The man who molested me taught me how to swim.

So much for calculation. It is hard to think about how to soften the blow of this statement; don’t want to make anyone else feel uncomfortable with this truth of mine. A knot the size of a mango pit forms in my stomach. This familiar, dull bloat and I meet again. Apparently, the experience of childhood sexual abuse — and other psychological, sexual, or emotional trauma — leaves one more vulnerable to developing IBS. Something about the mind-gut connection; something about stress hormones creating a chronically hyper-aroused nervous system. I had to figure this science out on my own after years of ultrasounds, allergy tests, and blood samples got me to nowhereland — where my fellow undiagnosed-chronic-pain friends and I hung out after leaving the doctor’s office empty-handed. If the statistics are true, that 1 in 5 children are sexually abused or assaulted before the age of 18, then I am not alone in my pain, in the rumbling center of my body. Our memories may fool us, but our bodies remember — and perhaps our gut is churning and burning and yearning for some god damn accountability. Some peace.

*Teaching me how to swim was his birthday gift to me. He promised by the time I was 6, I would be able to swim without floaties* I remember. I remember. I remember. More than 90% of children who experience childhood sexual abuse know the perpetrator personally (RAINNN.org). Mine lived with me.

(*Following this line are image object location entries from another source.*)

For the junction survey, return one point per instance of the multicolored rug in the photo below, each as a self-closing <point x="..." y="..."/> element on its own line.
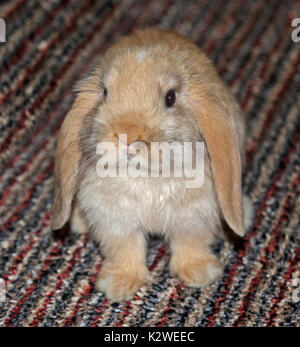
<point x="50" y="282"/>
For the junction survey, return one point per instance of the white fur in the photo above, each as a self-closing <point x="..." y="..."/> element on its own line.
<point x="162" y="205"/>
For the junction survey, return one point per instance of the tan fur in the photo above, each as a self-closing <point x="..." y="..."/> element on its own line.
<point x="137" y="72"/>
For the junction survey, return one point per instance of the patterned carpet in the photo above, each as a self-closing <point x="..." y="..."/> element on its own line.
<point x="50" y="282"/>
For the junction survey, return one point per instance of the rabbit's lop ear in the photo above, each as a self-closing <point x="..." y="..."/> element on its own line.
<point x="222" y="144"/>
<point x="68" y="152"/>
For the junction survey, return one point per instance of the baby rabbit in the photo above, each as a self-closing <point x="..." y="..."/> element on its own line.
<point x="153" y="86"/>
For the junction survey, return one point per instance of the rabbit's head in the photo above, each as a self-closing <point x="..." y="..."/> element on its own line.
<point x="152" y="86"/>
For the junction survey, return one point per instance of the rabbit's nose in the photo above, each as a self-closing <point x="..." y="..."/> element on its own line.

Back in the pool, I am still searching for some cushioning words. My partner already knew about my trauma, but neither of us expected to land on it here in this conversation, mid splish-splashing on a quiet summer evening. She seemed to take it in slowly, not letting my habit of rambling, or smiling, or otherwise emotionally disconnecting, drive her to do the same. Seeing her sad for me made me sad for me. I wanted to say “but he’s dead now” because he was; or “it only happened once” because it did (or so I can recall), but I was focused now on the pit in my stomach and growing knot in my chest closing in on my heart. It seemed so loud, her silence. It was forcing me to think about my answer. Giving me space to feel out what I would rather just blow through. And what might one even say to follow up to that? “I’m sorry” would have fallen flat like a poorly constructed paper airplane kerplunking a few inches from where it began to take off. She’s too smart for that. I think she understands that it’s all too overwhelming and that my stillness is somewhere below the blue surface. I take in her understanding as an approval. So I go under again. Can’t tell if I am swimming towards a ladder to get out or sinking deeper into the moment. The weightlessness throws me off.

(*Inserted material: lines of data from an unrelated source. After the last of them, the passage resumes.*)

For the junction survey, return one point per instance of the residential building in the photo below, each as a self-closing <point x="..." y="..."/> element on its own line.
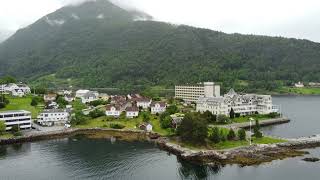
<point x="89" y="97"/>
<point x="146" y="127"/>
<point x="143" y="102"/>
<point x="191" y="93"/>
<point x="50" y="117"/>
<point x="15" y="89"/>
<point x="299" y="85"/>
<point x="103" y="96"/>
<point x="68" y="98"/>
<point x="113" y="110"/>
<point x="50" y="97"/>
<point x="132" y="112"/>
<point x="81" y="92"/>
<point x="244" y="104"/>
<point x="21" y="118"/>
<point x="158" y="107"/>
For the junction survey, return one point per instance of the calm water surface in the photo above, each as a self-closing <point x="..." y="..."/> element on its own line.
<point x="80" y="158"/>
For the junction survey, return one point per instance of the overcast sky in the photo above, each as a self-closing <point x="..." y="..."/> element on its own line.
<point x="288" y="18"/>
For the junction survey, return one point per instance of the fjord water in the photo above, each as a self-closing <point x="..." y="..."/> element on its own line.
<point x="81" y="158"/>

It would be a safe time to cry; hardly even noticeable. But I do not cry. I look out into the blurred blue-y water. Complexity overcomes me. There is frustration in knowing that I will never be able to turn off the lights and pretend that nobody is home whenever it’s time to confront my trauma. There is confusion in knowing that even when I think I forget, I remember. There is a grieving in knowing I am far from alone in this hurt. There is gratitude for a working body — and its signals allowing me to begin to understand how we had to mold to survive. How I have a survivor’s brain and a survivor’s nervous system and a survivor’s gut.

At some point, I realize I am floating; I am in a kind of meditation in order to keep a horizontal stature. Filling up my lungs and holding onto the air at the top of my breath. My task is to remember I am safe, especially when I am hijacked by the hurt. And the longer I live, the better I seem to get at this.

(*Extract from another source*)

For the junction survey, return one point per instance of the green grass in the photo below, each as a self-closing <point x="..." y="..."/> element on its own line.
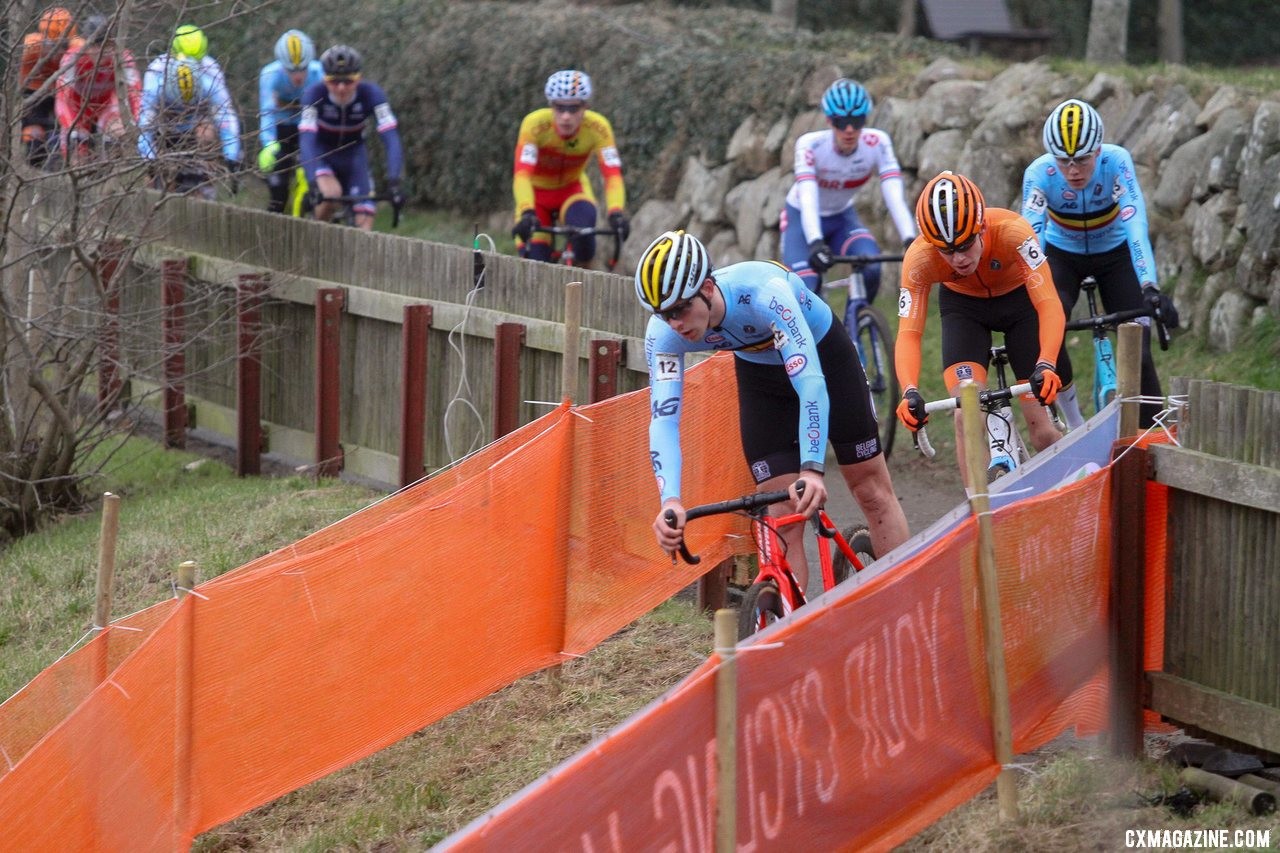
<point x="174" y="507"/>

It’s likely this moment won’t last long. I don’t think we humans are meant to hold such a charge every second. Or are we? Regardless, I know by the time we make dinner, I will be somewhere else again. Back in the mundane. But this place, the one I am in right now, where I am choosing to surrender to the complexity of it all, I can only be here sometimes. It’s intense, this knowing. And I can’t say it’s peace, but I wonder if it’s the closest I’ll ever get.